Chicken Express, Chicken Express
Turns out that for $1,600, you could buy every single thing on the Chicken Express menu twice and still have $90 leftover to spend on Tums.
Mountains of Franklin Brisket
Franklin BBQ long ago banned line-sitters, so you couldn’t pay anyone to wait in for you with said cash. Why not pre-order 57 pounds of Aaron Franklin’s brisket and then buy a copy of each of his books instead?
A Lifetime Supply of State Fair Chicken Bread
A night at Dallas’s Rosewood Mansion on Turtle Creek ($622 after taxes), a Lyft Lux Black XL “spacious luxury ride” from the hotel to Fair Park ($50), a ticket to the State Fair ($16.50 if you buy it online ahead of time), 91 orders of Big Red Chicken Bread, and a Big-Red-flavored donut topped with a chicken wing that wears teeny plastic sunglasses ($15 a pop) would run you less than Post Oak’s burger.

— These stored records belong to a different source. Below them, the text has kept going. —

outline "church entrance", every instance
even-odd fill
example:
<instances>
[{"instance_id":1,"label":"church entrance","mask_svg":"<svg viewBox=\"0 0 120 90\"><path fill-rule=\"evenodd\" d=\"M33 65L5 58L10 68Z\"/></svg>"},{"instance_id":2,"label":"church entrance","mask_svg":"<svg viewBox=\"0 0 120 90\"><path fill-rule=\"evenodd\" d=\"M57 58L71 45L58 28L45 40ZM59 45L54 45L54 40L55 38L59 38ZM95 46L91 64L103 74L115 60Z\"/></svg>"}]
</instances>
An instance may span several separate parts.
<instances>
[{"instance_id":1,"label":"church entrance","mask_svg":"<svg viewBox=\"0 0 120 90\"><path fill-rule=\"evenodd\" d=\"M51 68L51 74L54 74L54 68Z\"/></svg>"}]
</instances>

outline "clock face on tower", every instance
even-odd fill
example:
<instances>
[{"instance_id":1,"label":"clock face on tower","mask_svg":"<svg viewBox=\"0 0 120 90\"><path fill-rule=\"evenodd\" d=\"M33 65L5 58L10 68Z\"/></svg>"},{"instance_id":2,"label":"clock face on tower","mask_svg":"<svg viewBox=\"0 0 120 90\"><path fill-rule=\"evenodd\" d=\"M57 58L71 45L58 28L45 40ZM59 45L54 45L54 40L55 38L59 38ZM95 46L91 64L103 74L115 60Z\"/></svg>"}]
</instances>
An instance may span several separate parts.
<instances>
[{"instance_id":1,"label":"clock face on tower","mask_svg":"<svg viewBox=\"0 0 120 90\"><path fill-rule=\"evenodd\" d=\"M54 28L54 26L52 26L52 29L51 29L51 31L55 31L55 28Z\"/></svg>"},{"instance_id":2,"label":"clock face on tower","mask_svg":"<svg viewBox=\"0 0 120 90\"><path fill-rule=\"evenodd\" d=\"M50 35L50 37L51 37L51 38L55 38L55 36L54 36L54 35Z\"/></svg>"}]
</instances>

Anyone who’s found themselves a couple of Mad Dog Margaritas deep into a “meal” at Austin’s Texas Chili Parlor has joked about splurging on the legendary establishment’s $100 chili dinner: two bowls of chili, one large Caesar salad, and a bottle of Veuve Clicquot. Instead of splurging on a truffly steak sandwich and a bottle of Dom, you could treat yourself to the fanciest item on the Chili Parlor fourteen times after you’ve had two Mad Dog Margaritas and still have enough money leftover to take a cab to Waterloo Records and buy Guy Clark’s Dublin Blues—replete with his own ode to Texas Chili Parlor—on vinyl.
Tons of Bàhn Mí
You could get ten of every bàhn mí on the menu at Houston’s Don Café, then cab it over to one of Roostar Vietnamese Grille’s locations (which the Houston Press decided had 2019’s best bàhn mí) buy ten of every kind of sandwich they offer, then taste test your 220 bàhn mí sandwiches at the Houston Press office.
You Gotcha Kolache
A kolache or koblasnek usually goes for something in between one and three dollars, so let’s say the average Czech treat in West, Texas would cost around $2.50 a pop. With that money you could get roughly twelve whole dozens of kolaches from all four of the bakeries at West’s intersection of I35 and Oak Street/T M W Parkway (Czech Stop, Little Czech Bakery, Slovacek’s and my personal favorite, Gerik’s Ole Czech Bakery & Deli) and also fill up your gas tank before you get back on the road.
120 Texas Tacos You CAN Eat Before You Die
With $1,600, you could order two of every dish we mentioned in our November 2015 taco cover story and have enough left over to buy yourself a subscription to Texas Monthly Magazine for the next eighteen years.